Grad’s debut novel sparks bidding war

People keep telling Canadian author Joseph Boyden that his novel Three Day Road was the book he was meant to write, began Rebecca Caldwell’s profile May 12 in The Globe and Mail. While pleased, Boyden finds the comments unsettling, since his book is only his debut novel – albeit a debut novel that pitted publishers against each other in a bidding war that bumped the manuscript’s price tag up to six figures. “It’s actually a bit frightening. I hope I have another book I’m meant to write, but it’s so true,” the 1991 York grad said during a recent interview while he was in Toronto for an appearance at the Harbourfront International Reading Series. “It deals with all the different parts of me and where I come from.”



Three Day Road is the story of Cree snipers Xavier Bird and Elijah Weesageechak, who served in the Canadian Army during the First World War.

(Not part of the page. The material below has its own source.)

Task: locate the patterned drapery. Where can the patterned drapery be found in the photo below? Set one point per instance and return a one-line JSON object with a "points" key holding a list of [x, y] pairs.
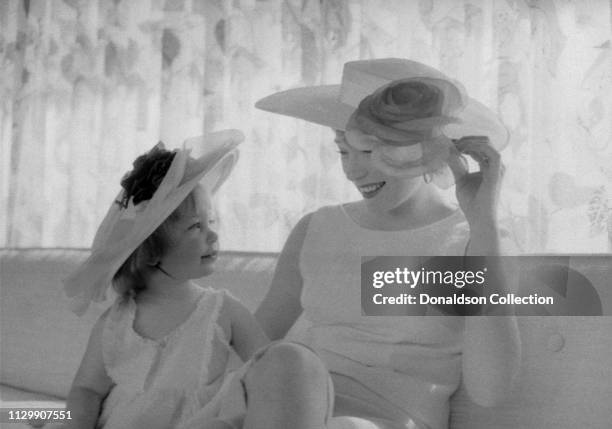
{"points": [[87, 85]]}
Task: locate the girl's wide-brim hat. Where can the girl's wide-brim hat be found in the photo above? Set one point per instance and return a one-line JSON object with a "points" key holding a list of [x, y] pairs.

The author’s father was a decorated Second World War veteran. And Boyden describes himself as part Métis, specifically Ojibwa. Growing up in Toronto, he would spend summers on reserves on Georgian Bay; he later taught on reserves near James Bay. Although it is part of his heritage, Boyden is quick to make clear that his own experience is not much like the majority of native Canadians.


Although he counts among his influences Canadian authors Robertson Davies and York’s Michael Ondaatje, and Americans Jim Harrison and Louise Erdrich, he reserves his highest praise for writer Bruce Powe, who teaches English and was one of his instructors while he was an undergrad at York. Boyden earned a BA in humanities and creative writing at York in 1991.


Ontario budget boosts aid to students


On Wednesday, Queen’s Park gave students like Jennifer Mikhael some relief by reducing the amount of money middle-income parents are expected to contribute to their children’s education in order to qualify for student loans, reported the Toronto Star May 12. She is among those who stand to gain from a provincial budget that included $6.2 billion for colleges and universities by 2009-2010. Mikhael’s entrance to York’s Schulich School of Business means about $8,000 a year in tuition plus other expenses. “Hopefully now I’ll qualify for OSAP because I need it,” she said.


Early succession planning is vital


A recent study by the Canadian Imperial Bank of Commerce predicted 500,000 owners of small businesses – those with less than $5 million in revenue – will retire within five years, reported the Toronto Star May 12 in a story about the importance of having a succession plan. “One of the worst cases is if the owner ‘harps’ on until they’re 80 and doesn’t give the (successor) a chance to run the business,” said Rein Peterson, professor of family enterprise and entrepreneurship at York’s Schulich School of Business. “You have to train the successor in how to be the owner, and the founder needs to back off.” Peterson said some succession plans provide the owner with the right to interfere in the business operations if certain profit or sales targets are not met. Before a majority stake in the business changes hands, Peterson said, the successor might be required to reach certain financial targets.


York-born Dancemakers still strong after 30 years


Talk about metamorphosis! The Toronto-based troupe Dancemakers is concluding its 30th anniversary season with a four-part program inspired – with varying degrees of looseness – by Ovidean transformation myths, began the National Post’s Michael Crabb in a May 12 review. This neatly brings the show under the marketing umbrella of the city’s multi-disciplinary, six-month-long Metamorphosis Festival. For those with long memories, it also illustrates Dancemakers’ own extraordinary transformation.


Dancemakers began when a group of talented York University dance department graduates decided to put on a show in the fall of 1974. What was intended as a one-off event morphed quickly into a modern-dance repertory troupe performing both original Canadian choreography and works acquired from abroad. It had lovely dancers and, by and large, eschewed the more extreme forms of dance experimentation in favour of the modern-dance mainstream.


Canlit scholar to be honoured


Clara Thomas is being honoured by York University for four decades as a member of its faculty and for her work as a pioneer in the study of Canadian literature, reported the London Free Press May 12. The Clara Thomas Archives and Special Collections in the York University Libraries will be dedicated May 24. Thomas was one of York’s first two female faculty members. She is currently a Canadian Studies Research Fellow at York.


On air



  • Sergei Plekhanov, coordinator of the Post-Communist Studies Program in York’s Centre for International & Security Studies, analyzed US President George Bush’s visit to Russia, on TVO’s “Studio 2” May 11.
  • Patrick Monahan, dean of York’s Osgoode Hall Law School, discussed the constitutional rights of Canada’s Liberal Party and opposition parties when it comes to a non-confidence vote and the involvement of Canada’s governor general, on CBC Newsworld May 11. Monahan’s comments were also aired on CFWH-AM in Whitehorse.
  • CBC Newsworld aired a profile May 11 of Chen Kupperman, a 14-year-old math student and tutor at York.